Rather inconveniently, he had a much thinner frame than his compatriot—which he’d twisted in such a way that his head and torso had squeezed outside the vehicle before my fellow zombie-killer noticed the danger.
“George, look out!” I shouted, a bit louder than prudence would advise.
“What the…” She stumbled backward as a gnarly hand reached out to grab her.
Despite my efforts with the stupid door, the old dude managed to brace himself on his dead hippie friend and, with an incredible burst of energy, leapfrog out of the van. He landed in an awkward crouch on the bridge but immediately started to rise.

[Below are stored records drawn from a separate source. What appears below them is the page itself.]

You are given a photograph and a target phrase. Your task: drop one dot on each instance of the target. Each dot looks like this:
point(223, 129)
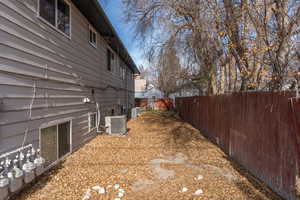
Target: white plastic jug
point(16, 179)
point(4, 183)
point(29, 169)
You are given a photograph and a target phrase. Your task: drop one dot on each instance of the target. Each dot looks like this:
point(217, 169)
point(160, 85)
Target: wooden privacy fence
point(259, 130)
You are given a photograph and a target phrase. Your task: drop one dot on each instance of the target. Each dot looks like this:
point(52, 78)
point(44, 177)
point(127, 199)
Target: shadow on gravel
point(39, 182)
point(251, 193)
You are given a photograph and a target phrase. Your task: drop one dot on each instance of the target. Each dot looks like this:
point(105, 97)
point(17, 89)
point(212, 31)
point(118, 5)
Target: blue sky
point(114, 10)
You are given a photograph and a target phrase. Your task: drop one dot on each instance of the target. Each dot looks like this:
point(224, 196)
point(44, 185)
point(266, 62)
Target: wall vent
point(135, 112)
point(116, 125)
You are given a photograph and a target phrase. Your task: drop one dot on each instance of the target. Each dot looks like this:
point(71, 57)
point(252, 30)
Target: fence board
point(259, 130)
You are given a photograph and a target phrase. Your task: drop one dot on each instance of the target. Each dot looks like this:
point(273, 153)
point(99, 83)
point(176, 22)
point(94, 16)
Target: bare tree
point(226, 45)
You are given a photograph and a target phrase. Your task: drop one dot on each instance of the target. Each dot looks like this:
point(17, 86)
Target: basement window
point(93, 37)
point(57, 13)
point(92, 121)
point(110, 59)
point(55, 142)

Evidently caught off guard, George retreated too far and ended up slipping on the road’s steep shoulder. Inevitably, she lost her balance and tumbled down the embankment, but luckily, she caught herself before sliding into the creek. The blunder might’ve bruised her ego, but otherwise, she seemed unharmed.
Unfortunately, though, that left only one target for the zombie.
That’s right… yours truly.
And of course, George still clung to my axe, leaving me empty-handed.
As the zombie righted himself and headed in my direction, I reached for my pistol. I could hear Clare and Casey hollering from their respective vehicles, but I didn’t have time to ease their minds. As much as I might’ve longed to, I couldn’t flee to the van either. Not with George in such a tight spot.
Despite the imminent peril, I didn’t want to shoot the creature. For all I knew, the damn forest was jam-packed with the undead. A gunshot could lure them toward us, like ringing Sadie’s dinner bell for fresh human meat.